老犬のミニチュアダックスの食事量は?適量・回数・太らせないコツを解説

COLUMN

愛犬がシニア期に入り、「老犬になったミニチュアダックスフンドの食事量ってどれくらいなの?」と迷いますよね。

特にミニチュアダックスフンドは老犬になっても食欲が衰えない子も多く、食事量には注意が必要です。

太りすぎれば足腰に負担がかかるだけでなく、心臓や呼吸器、内臓にも負担がかかりやすくなってしまいます。
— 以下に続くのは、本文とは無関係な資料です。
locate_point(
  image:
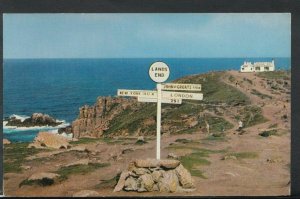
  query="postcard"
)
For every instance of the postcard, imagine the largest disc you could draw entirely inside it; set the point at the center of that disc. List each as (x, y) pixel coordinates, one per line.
(147, 104)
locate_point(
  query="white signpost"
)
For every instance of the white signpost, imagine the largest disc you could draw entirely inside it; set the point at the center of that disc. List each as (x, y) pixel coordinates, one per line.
(159, 72)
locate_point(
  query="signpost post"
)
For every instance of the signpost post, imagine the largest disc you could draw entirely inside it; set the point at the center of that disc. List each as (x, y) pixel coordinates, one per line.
(159, 72)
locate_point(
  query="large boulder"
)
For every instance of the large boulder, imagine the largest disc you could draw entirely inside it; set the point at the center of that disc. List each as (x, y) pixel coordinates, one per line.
(46, 139)
(155, 175)
(43, 178)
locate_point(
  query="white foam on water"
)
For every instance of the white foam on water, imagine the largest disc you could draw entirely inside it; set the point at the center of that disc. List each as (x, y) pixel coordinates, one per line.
(20, 117)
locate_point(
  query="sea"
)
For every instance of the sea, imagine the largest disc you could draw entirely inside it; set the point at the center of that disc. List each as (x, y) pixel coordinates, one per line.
(59, 87)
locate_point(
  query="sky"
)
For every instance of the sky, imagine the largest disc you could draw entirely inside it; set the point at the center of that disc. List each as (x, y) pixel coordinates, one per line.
(162, 35)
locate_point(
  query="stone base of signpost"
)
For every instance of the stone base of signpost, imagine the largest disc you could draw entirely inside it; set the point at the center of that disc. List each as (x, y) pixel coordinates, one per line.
(155, 175)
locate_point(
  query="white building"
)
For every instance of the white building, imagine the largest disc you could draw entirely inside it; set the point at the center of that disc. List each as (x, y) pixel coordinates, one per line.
(258, 66)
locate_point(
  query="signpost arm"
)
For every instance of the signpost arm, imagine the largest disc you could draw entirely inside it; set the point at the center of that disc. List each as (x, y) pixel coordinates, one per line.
(158, 122)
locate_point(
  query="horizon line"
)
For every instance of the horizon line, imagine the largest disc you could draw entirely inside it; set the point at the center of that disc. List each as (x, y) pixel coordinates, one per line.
(141, 57)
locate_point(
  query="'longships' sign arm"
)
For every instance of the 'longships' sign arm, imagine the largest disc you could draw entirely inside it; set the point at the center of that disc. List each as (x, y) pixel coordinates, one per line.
(159, 72)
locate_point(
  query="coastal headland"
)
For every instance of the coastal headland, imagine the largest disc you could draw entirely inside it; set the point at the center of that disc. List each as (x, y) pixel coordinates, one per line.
(204, 136)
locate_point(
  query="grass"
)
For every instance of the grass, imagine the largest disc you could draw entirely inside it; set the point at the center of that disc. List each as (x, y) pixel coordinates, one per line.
(198, 173)
(251, 115)
(64, 172)
(140, 142)
(231, 79)
(42, 182)
(214, 138)
(243, 155)
(184, 141)
(85, 140)
(111, 183)
(216, 124)
(275, 74)
(193, 160)
(248, 80)
(15, 155)
(93, 140)
(273, 126)
(214, 90)
(268, 133)
(261, 95)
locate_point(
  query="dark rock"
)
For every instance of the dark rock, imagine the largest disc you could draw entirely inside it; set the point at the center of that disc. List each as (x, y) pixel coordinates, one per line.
(67, 130)
(36, 119)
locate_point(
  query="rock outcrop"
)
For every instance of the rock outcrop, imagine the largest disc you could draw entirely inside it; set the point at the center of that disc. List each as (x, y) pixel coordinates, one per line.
(155, 175)
(6, 141)
(46, 139)
(94, 120)
(86, 193)
(36, 119)
(43, 178)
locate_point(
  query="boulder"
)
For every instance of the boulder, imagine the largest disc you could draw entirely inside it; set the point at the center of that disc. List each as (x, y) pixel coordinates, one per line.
(146, 183)
(184, 177)
(131, 184)
(6, 141)
(169, 164)
(43, 178)
(172, 156)
(86, 193)
(147, 163)
(79, 162)
(155, 175)
(121, 181)
(46, 139)
(169, 182)
(141, 138)
(140, 171)
(26, 167)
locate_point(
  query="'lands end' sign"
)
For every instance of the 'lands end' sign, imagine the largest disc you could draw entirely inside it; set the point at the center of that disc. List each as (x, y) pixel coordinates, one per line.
(159, 72)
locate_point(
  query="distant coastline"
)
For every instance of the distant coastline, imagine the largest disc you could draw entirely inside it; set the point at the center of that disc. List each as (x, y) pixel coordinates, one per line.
(58, 87)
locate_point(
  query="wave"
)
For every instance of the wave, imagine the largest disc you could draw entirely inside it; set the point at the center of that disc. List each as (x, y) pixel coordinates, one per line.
(14, 129)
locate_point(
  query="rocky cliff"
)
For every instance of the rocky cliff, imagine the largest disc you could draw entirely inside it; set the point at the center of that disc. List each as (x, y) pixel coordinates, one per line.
(36, 119)
(94, 120)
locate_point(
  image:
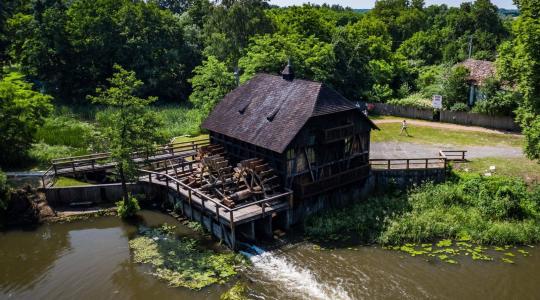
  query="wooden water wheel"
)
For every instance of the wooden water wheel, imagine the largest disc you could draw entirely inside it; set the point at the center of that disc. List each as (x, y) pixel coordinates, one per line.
(254, 180)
だからといって、食事量を減らしすぎれば、体力や筋力、免疫力の低下につながることもあるため、適切な量を与えることを意識しましょう。

この記事では、老犬のミニチュアダックスフンドの食事量や見直すタイミング、太らせないための食事管理のコツを犬の管理栄養士が解説します。

【前提】老犬のミニチュアダックスの食事量は「体重だけ」で決めない!

老犬のミニチュアダックスフンドの食事量は、体重だけで判断するのではなく、体型もあわせて確認することが大切です。

同じ5kgでも、筋肉がしっかりついて引き締まっている子と脂肪が多く丸みのある子では、必要な食事量は同じではありません。

また、シニア期は筋肉量が落ちやすいため、体重に大きな変化がなくても、実際には筋肉が減って脂肪が増えていることもあります。

まずは、愛犬の体を触って、適切な体型かを確認しましょう。その目安として参考になるのが、「ボディコンディションスコア(BCS)」です。

特にミニチュアダックスフンドは胴長短足の体型のため、体重が増えると足腰や背中への負担が大きくなりやすいです。

そのため、「何kgだから標準」と考えるのではなく、肋骨に軽く触れるか、腰のくびれがあるか、お腹まわりがたるんでいないかなど、体型も定期的にチェックしましょう。

なお、体型のチェックは慣れていないと判断が難しいため、かかりつけの獣医師に触り方を教えてもらうと安心です。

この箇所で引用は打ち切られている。